1

I'm trying to write a regular expression to parse the values out of Unrealscript serialized objects. Part of that involves lines like this:

(X=32.69,Y='123.321',Z="A string with commas, just to complicate things!",W=Class'Some.Class')

The resultant capture should be:

[
    {
        'X':32.69,
        'Y':'A string with commas, just to complicate things!',
        'Z':'Class\'Some.Class\'
    }
]

What I want is to be able to distinguish between the key (eg. X) and the value (eg. Class\'Some.Class\').
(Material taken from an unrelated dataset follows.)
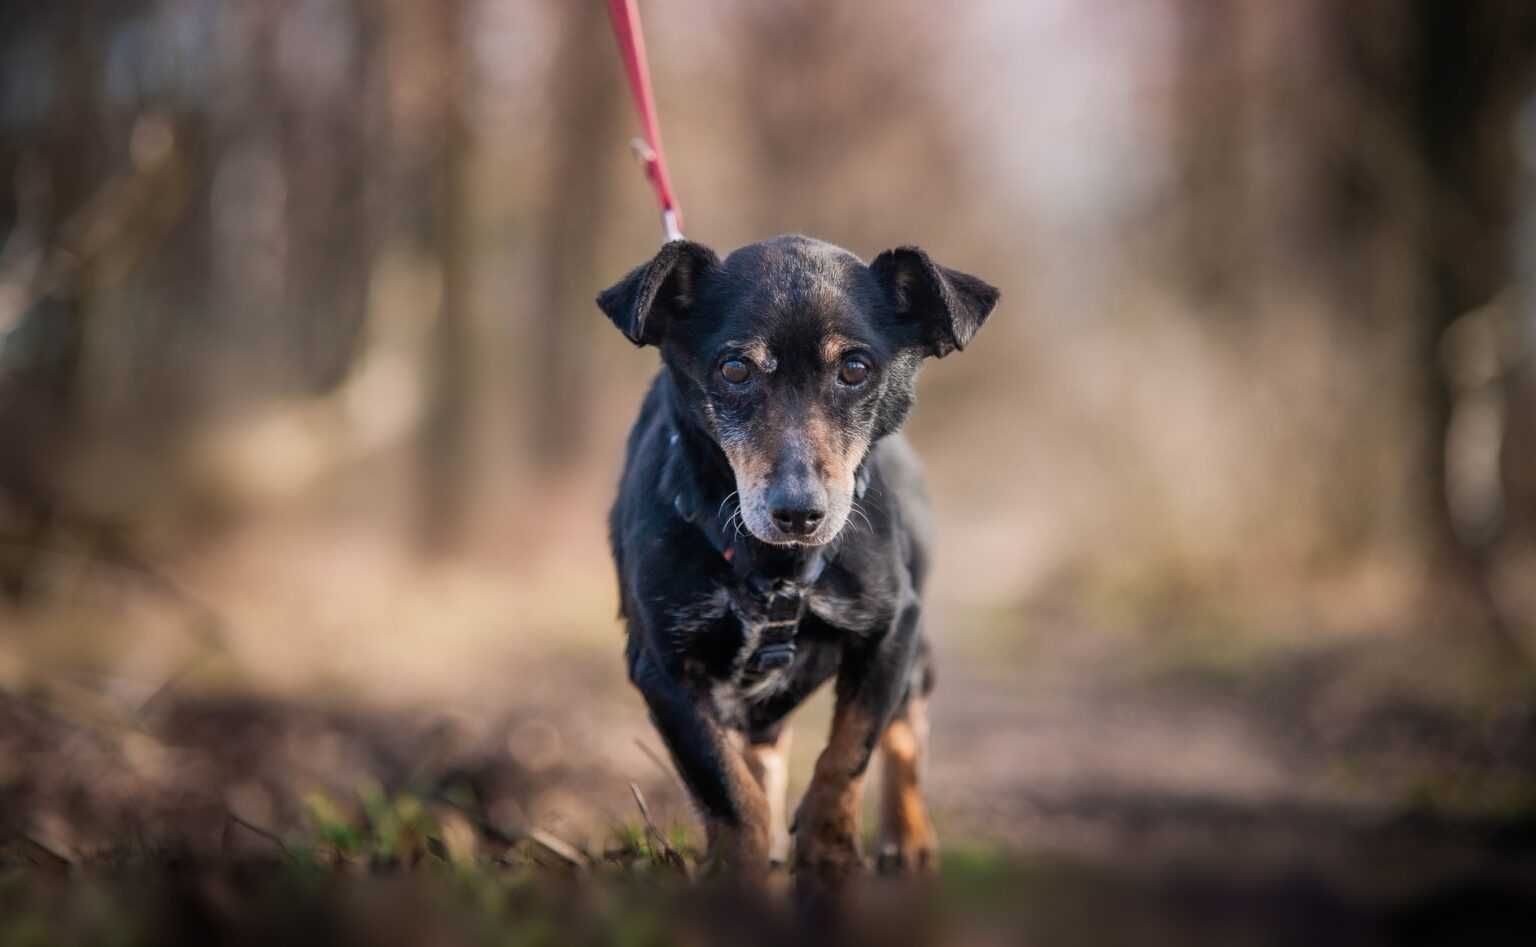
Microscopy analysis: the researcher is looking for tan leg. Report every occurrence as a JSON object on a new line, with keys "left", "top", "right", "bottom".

Here is a pattern I've tried so far, just to capture a simple set of values (currently doesn't try to handle commas inside values, for now):

Pattern

\(((\S?)=(.+),?)+\)

Data set

(X=32,Y=3253,Z=12.21)

Result

https://regex101.com/r/gT9uU3/1

I'm still a novice with these regular expressions and any help would be appreciated!

Thanks in advance.

Colin Basnett
  • 4,052
  • 2
  • 30
  • 49
  • 1
    can you emphasize on this `What I want is to be able to distinguish between the key (eg. X) and the value (eg. Class'Some.Class').` – james jelo4kul Sep 25 '15 at 23:40
  • Indeed, the description is vague. Do you want to turn all ' inside values into \'? Do you want to turn all " surrounding values into '? Do you have an arbitrary amount of values? What engine/programming language? If you're sure about how your data will look and you're not after something advanced then perhaps you can achieve this with regex. If you want to escape an arbitrary amount of quotation marks etc. then this task isn't well suited for regex (atleast not a single one). – Pillowcase Sep 26 '15 at 00:21

1 Answers1

4

You can try this regex to associate key and value pairs:

(?!^\()([^=,]+)=([^\0]+?)(?=,[^,]+=|\)$)

Regex live here.

Explaining:

(?!^\()         # do not match the initial '(' character

([^=,]+)        # to match the key .. we take all from the last comma
=               # till the next '=' character

([^\0]+?)       # any combination '[^\0]' - it will be the key's value
                  # at least one digit '+'
                  # but stops in the first occurrence '?'

(?=             # What occurrence?

    ,[^,]+=     # a comma ',' and a key '[^,]+='
                  # important: without the key:
                  # the occurrence will stop in the first comma
                  # that should or should not be the delimiter-comma 

    |\)$        # OR '|':  the value can also be the last one
                  # which has not another key in sequence,
                  # so, we must accept the value
                  # which ends '$' in ')' character

)               # it is all

Hope it helps.

Sorry my English, feel free to edit my explanation, or let me know in the comments. =)